Mummy has always told me that I am ugly, freakish, vile. She’s done so from my earliest years, even before I acquired my scars. So I felt very happy about making these changes. Excited. I was a blank canvas.

At home that evening, I looked into the mirror above the washbasin while I washed my damaged hands. There I was: Eleanor Oliphant. Long, straight, light brown hair that runs all the way down to my waist, pale skin, my face a scarred palimpsest of fire. A nose that’s too small and eyes that are too big. Ears: unexceptional. Around average height, approximately average weight. I aspire to average . . . I’ve been the focus of far too much attention in my time. Pass me over, move along please, nothing to see here.

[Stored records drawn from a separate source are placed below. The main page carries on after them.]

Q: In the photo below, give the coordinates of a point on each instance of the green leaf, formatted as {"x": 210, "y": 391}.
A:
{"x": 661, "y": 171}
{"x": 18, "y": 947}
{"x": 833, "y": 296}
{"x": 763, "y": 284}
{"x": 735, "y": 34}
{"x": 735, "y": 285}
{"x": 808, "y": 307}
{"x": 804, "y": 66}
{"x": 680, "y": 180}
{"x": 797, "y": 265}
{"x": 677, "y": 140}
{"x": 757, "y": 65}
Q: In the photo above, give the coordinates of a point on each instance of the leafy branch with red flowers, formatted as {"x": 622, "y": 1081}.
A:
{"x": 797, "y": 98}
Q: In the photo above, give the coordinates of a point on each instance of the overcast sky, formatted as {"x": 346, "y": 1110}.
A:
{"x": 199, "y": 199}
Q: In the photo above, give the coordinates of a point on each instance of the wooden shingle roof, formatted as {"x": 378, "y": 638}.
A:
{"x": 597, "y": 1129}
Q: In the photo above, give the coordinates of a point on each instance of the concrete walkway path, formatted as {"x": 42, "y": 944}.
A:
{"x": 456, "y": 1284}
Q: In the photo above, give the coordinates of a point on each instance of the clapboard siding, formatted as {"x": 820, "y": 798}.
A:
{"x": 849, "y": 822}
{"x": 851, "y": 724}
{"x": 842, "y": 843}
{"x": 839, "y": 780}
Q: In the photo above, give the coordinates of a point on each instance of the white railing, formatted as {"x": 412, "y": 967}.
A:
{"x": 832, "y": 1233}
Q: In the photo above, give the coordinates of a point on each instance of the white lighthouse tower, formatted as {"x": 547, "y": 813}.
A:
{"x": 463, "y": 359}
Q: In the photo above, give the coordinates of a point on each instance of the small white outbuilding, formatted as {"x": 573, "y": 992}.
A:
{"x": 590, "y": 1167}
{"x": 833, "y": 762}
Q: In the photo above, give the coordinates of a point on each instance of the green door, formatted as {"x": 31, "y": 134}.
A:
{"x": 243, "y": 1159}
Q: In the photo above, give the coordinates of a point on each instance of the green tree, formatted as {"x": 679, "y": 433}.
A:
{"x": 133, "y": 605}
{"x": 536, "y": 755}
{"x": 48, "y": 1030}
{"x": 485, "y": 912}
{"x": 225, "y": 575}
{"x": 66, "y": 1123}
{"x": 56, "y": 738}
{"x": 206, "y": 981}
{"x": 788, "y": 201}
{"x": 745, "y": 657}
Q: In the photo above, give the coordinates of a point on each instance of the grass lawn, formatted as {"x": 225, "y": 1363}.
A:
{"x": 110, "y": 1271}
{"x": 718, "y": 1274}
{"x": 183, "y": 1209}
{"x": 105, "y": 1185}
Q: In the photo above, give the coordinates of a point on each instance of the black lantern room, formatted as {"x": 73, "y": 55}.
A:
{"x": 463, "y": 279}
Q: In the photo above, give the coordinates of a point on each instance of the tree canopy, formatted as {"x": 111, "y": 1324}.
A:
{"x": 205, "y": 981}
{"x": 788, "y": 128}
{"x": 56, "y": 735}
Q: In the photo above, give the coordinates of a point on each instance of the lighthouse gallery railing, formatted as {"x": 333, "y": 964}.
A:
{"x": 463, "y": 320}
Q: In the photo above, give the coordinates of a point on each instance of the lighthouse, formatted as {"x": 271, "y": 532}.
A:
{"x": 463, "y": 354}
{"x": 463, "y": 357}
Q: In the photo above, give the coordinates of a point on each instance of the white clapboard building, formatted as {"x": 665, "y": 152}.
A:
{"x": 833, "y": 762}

I don’t often look in the mirror, as a rule. This has absolutely nothing to do with my scars. It is because of the unsettling gene mix that looks back at me. I see far too much of Mummy’s face there. I cannot distinguish any of my father’s features, because I have never met him and, to the best of my knowledge, no photographic records exist. Mummy almost never mentioned him, and on the rare occasions when he came up, she referred to him only as “the gametes donor.” Once I’d looked up this term in her New Shorter Oxford English Dictionary (from the Greek γαμ?τη?, “husband”—did this juvenile etymological adventuring spark my love of classics?), I spent several years wondering about this strange set of circumstances. Even at that tender age, I understood that assisted conception was the antithesis of careless, spontaneous or unplanned parenthood, that it was the most deliberate of decisions, undertaken only by women who were serious and dedicated in their quest to be mothers. I simply could not believe, given the evidence and my own experience, that Mummy had ever been such a woman, could ever have wished for a child so intensely. As it transpired, I was right.

Finally, I summoned the courage to inquire directly as to the circumstances of my creation, and to seek any available information about the mythical donor of spermatozoan, my father. As any child would in such circumstances—possibly even more so, in my particular circumstances—I had been harboring a small but intense fantasy about the character and appearance of my absent parent. She laughed and laughed.

“Donor? Did I really say that? It was simply a metaphor, darling,” she said.

Another word I’d have to look up.

“I was actually trying to spare your feelings. It was more of a . . . compulsory donation, shall we say. I had no choice in the matter. Do you understand what I’m telling you?”

I said that I did, but I was fibbing.